If you feel like an outsider peering into an unfamiliar world while reading Shigeru Mizuki’s mammoth graphic novel, Showa 1926-1939: A History of Japan, you’re not alone. American history is long and sordid, and topics get cherry picked in its spotty public education system. Our world is crowded with abstract noise, political posturing, television identities, and spun-up commentary passing as fact, when the reality is, most of us have trouble locating Crimea, Uzbekistan, or Iraq on a world map.
Showa 1926-1939is the first of two volumes Shigeru wrote and illustrated on the history of Japan during the Showa period; a period of history when Japan, in the run-up to World War II, was devastated by economic hardships, questionable political decisions, and military turmoil. Released by Drawn & Quarterly—one of the top publishers of graphic novels—Showa is a melting pot of manga style, photo realism, memoir, and narrative history.
Shigeru’s family and relatives affected by the Japan’s poor economy are drawn as simple creatures, reminiscent of Charles Schulz’ Peanuts gang. Shigeru and his boyhood friends (all of them conglomerated into some sort of makeshift gang) are always depicted as drooling, wide-eyed kids who are only tangentially affected by the economy and political problems. For them, being without money and hearing incendiary talk of right-wing politics are not a by-product of some greater national or world issue, they are just circumstances to be accepted. And there’s a charming innocence to Shigeru and his gang’s toils that flashes brightly against the backdrop of war.
In one scene Shigeru and two friends walk ten miles just to try a fancy treat they heard about called a “donut”, and never think twice about time and distance. Their thought process is a simple one: they don’t have enough money for both a train ride and a donut, so they walk. Later, Shigeru tells of the time he encountered Japanese hunger ghosts, or “hidarugami”, on a long walk where he certainly did not have enough to eat. Even though the story is supernatural and easily explained away (an overactive child’s imagination is heightened by hunger pangs), the way Shigeru depicts his ghostly encounter is believable.
Once Shigeru leaves the realm of the personal, the bulk of Showa is dedicated to Japan’s twisted, often bloody, Second Sino-Japanese War—a land war between the Republic of China and the Empire of Japan—and the strain that Japan’s economy suffered beforehand, due in part to America’s Great Depression. Shigeru’s talent as an artist is on full display during the historical scenes of Showa. His black lines and human faces are intricate and poised and scenes of battle and military marches are razor sharp and hyperreal. Single pages pack monumental details into two frames, and are designed to be pored over, line by line, stroke by stroke. Even the shop signs within the frames are translated; a nice addition for those of us unfamiliar with the Japanese language.
Much of Shigeru’s historical sequences are taken from black and white photos of the war, likely driven by his hobby of collecting newspapers as a child.

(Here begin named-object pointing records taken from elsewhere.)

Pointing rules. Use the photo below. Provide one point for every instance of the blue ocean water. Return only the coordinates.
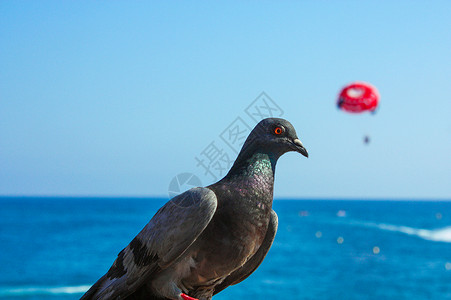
(55, 248)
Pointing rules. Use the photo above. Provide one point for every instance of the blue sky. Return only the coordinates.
(115, 98)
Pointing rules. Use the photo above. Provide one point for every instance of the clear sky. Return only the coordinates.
(115, 98)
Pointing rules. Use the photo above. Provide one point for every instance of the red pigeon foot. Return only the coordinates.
(186, 297)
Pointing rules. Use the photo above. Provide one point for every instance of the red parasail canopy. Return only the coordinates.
(358, 97)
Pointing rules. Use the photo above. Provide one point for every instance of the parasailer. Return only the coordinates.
(358, 97)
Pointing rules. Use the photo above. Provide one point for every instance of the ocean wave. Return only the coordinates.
(36, 290)
(437, 235)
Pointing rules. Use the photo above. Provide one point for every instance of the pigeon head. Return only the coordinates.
(275, 136)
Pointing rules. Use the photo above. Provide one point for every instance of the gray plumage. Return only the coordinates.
(206, 239)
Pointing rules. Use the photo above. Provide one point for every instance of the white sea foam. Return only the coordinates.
(42, 290)
(437, 235)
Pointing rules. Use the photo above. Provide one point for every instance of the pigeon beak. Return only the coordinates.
(299, 147)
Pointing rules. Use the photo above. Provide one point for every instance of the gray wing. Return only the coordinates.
(164, 239)
(252, 264)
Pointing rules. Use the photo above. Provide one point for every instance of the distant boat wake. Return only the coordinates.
(7, 292)
(436, 235)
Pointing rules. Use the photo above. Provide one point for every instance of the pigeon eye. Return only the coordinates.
(278, 130)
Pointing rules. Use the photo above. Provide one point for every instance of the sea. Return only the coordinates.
(55, 248)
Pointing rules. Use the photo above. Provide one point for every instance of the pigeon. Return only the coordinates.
(207, 238)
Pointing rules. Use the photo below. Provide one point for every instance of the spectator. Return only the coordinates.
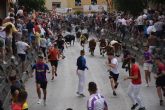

And his childhood plays predominantly into the storyline, as does his capricious narrator, Rat Man, who appears seemingly from behind the frames to guide you through the murky dates and military battles. Rat Man (the Japanese equivalent to Mickey Mouse) is the Virgil to our Dante, the stoic guide who has seen ahead and holds a cool, Zen personality. For Rat Man—and maybe for Shigeru, a soldier himself who last an arm in the war—the events of history are tragic, but unavoidable. The path has been laid before us, the past is set in stone.
Admittedly, I am not immersed in manga and, unfortunately, the name Shigeru Mizuki meant little to me, even as a long-time comics lover and graphic novel collector. Chalk it up to poor research on my part, or credit Drawn & Quarterly for issuing this hefty graphic novel, complete with some expert translation from Zack Davisson that deserves a special mention. Either way, Shigeru (now in his 90s) is a tireless artist who deserves to have his work read by a wider, international audience. Like the best tales, Showa is one you can appreciate on multiple levels: a brand new perspective on how history and war personally affect us all.
Yet, Shigeru can’t always distill 18 years of intricate Japanese history steadily, even when it takes the form of four 500-plus-page graphic novels (this one and Showa 1939-1944: A History of Japan) and precise research. But what he can do is illuminate history through a personal viewfinder and, by doing so, he brings Japan and its history closer to a new world of readers.